The Trump administration has been arguing for months that the insurance market reforms of the Affordable Care Act (ACA) are not working and are even harming consumers. But four years of accumulated data on Americans’ experiences in a reformed individual market provides considerable evidence to the contrary. Americans’ ability to buy comprehensive health plans on their own has improved significantly since the reforms went into effect in 2014. Most people with marketplace plans are satisfied with them and have used their plans to get health care they couldn’t have obtained in the past. A majority of those eligible for subsidies have premiums and deductibles similar to those in employer plans. And while policy fixes are needed to improve affordability, as well competition in some areas of the country, the marketplaces were looking increasingly stable for both consumers and insurers at the beginning of this year.
It is actually the lack of certainty about the administration’s actions regarding the enforcement of the market reforms, rather than the reforms themselves, that are the primary source of the marketplace’s current problems. The importance of the ACA’s insurance market reforms were underscored last week in the Congressional Budget Office’s (CBO) analysis of the House-passed American Health Care Act (AHCA), the Republican’s ACA repeal-and-replace bill. The report included an assessment of an amendment that would allow states to undo some of the reforms. That assessment is a powerful illustration of why these reforms were needed in the first place.
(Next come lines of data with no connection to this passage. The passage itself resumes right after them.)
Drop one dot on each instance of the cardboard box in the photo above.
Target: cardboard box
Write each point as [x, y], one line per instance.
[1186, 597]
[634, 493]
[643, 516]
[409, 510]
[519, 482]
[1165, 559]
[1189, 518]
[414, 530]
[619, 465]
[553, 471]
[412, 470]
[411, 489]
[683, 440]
The MacArthur Amendment Relaxes ACA Individual Market Reforms
In the week before the House vote in May, Representative Tom MacArthur sponsored an amendment to the AHCA that provided waivers for states that wanted to relax two major sets of ACA reforms:
- The requirement that insurance companies sell policies that cover a standard set of health benefits similar to those in employer-based coverage
- The ban that prevents insurance companies from charging people more based on their health.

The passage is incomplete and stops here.